A player on the current roster played for a Division III hockey team, but some players are just beginning hockey.
“It really just depends on who is at the law school at the time and who is willing to come out, because we sometimes have trouble getting players to commit … because people want to focus on their job or their studies,” Haraldsen said.
In the law school, first-year students are given schedules to follow and often don’t have a chance to interact during the day with those who are years above them. They have lockers and spend the day in one building with their peers, which Haraldsen likened to going back to high school.
Groups like the Mondales give students a chance to meet people they otherwise wouldn’t.
“You never really see people outside your section, so this was a great way to meet other people and explore things outside of that cloistered environment,” Lewis said.
Haraldsen, a third-year law student, said most team members tend to stick around for all three years if they show up during their first year.
She said members occasionally back off a little during their second year of law school but still participate when they can.
This semester, the Mondales play Monday nights at Mariucci Arena instead of the smaller atmosphere of Ridder Arena.
“We joke that the reason why they put us there is because we have such a big fan base, we have to be able to hold everyone,” Haraldsen said.
The battle for the Gavel
The Mondales might not be able to pack Mariucci Arena like the Gophers men’s hockey team, but they do drum up interest from their classmates for the annual Golden Gavel tournament.
Every April, the four area law schools compete in a two-day tournament, usually held at Augsburg College.
The Mondales square off against law students from the University of St. Thomas, and Hamline University takes on the team from William Mitchell College of Law.
The Mondales consider St. Thomas their biggest rival.
“There’s definitely a rivalry between the different law schools, so when you say you’re playing St. Thomas or William Mitchell, people show up,” Haraldsen said.
So, who usually wins the Golden Gavel?
“Not us,” said Mondales member Joe Meyer.
William Mitchell and Hamline tend to have the strongest teams. The winner of that game generally wins the tournament.
The University of Minnesota Law School draws more out-of-state students than the other three schools. That means the other three have a higher percentage of students who have played hockey before, Haraldsen said.
Though the Mondales don’t typically win the tournament, they enjoy the competition.
“I think the undergrads are in quite a bit better shape than most of us, so it’s nice [playing against] someone maybe our age,” Meyer said.
In intramural hockey, the Mondales sometimes play against former high school hockey players.
“The law school games [offer] a little more parity,” Meyer said.
It’s not all about winning
Last season, the Mondales played against a team that didn’t have a goalie for the first few minutes of the game.
They still couldn’t score.
A player even made it through the entire defense only to miss the empty net.

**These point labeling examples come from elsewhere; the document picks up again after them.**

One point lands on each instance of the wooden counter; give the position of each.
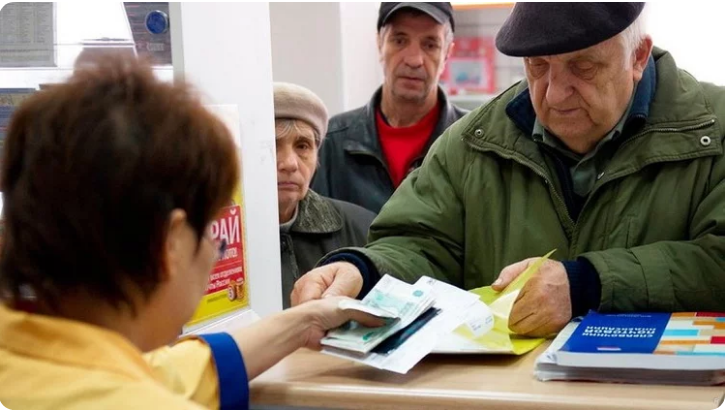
(313, 380)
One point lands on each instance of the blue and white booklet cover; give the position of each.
(664, 341)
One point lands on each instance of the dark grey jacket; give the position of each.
(322, 226)
(351, 165)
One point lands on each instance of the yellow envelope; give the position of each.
(500, 339)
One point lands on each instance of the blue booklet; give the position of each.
(666, 341)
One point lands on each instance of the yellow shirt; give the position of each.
(57, 364)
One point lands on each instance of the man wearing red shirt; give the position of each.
(369, 151)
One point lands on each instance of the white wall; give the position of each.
(329, 48)
(306, 48)
(362, 72)
(224, 50)
(693, 33)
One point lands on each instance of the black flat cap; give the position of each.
(441, 12)
(538, 29)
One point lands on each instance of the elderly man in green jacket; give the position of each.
(608, 152)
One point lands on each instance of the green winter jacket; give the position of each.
(653, 225)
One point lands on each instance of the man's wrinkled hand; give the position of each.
(543, 306)
(336, 279)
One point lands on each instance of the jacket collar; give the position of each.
(317, 215)
(521, 112)
(368, 142)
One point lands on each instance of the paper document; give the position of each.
(499, 339)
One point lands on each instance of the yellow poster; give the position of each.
(227, 289)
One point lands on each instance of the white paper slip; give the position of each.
(453, 306)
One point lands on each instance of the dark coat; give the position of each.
(322, 226)
(351, 165)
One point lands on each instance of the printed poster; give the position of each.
(227, 289)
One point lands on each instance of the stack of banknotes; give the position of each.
(398, 302)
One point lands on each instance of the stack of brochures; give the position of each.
(650, 348)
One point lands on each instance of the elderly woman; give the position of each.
(111, 181)
(310, 225)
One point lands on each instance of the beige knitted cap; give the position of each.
(296, 102)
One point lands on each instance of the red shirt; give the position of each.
(401, 146)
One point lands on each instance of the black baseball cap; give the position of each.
(441, 12)
(538, 29)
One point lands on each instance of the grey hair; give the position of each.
(287, 126)
(448, 33)
(634, 34)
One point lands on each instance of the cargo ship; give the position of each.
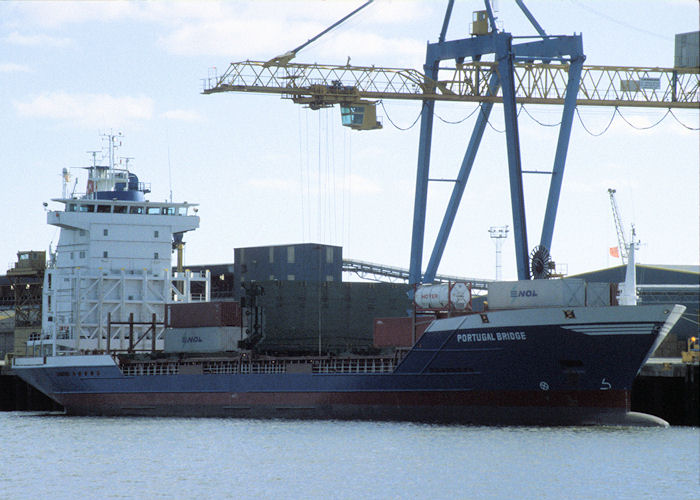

“We joke, ‘That’s the Mondale play right there,’” Haraldsen said. “[We] rag on each other about the fact that we didn’t score until they got a goalie.”
The Mondales might not be the best team in the intramural league, but for the members, it’s about more than that.
“We try to make a point to go out for a couple drinks after each game,” Lewis said. “If we focus just on what happens on the ice, that’s missing out on the more important thing, which is coming together as a group of people.”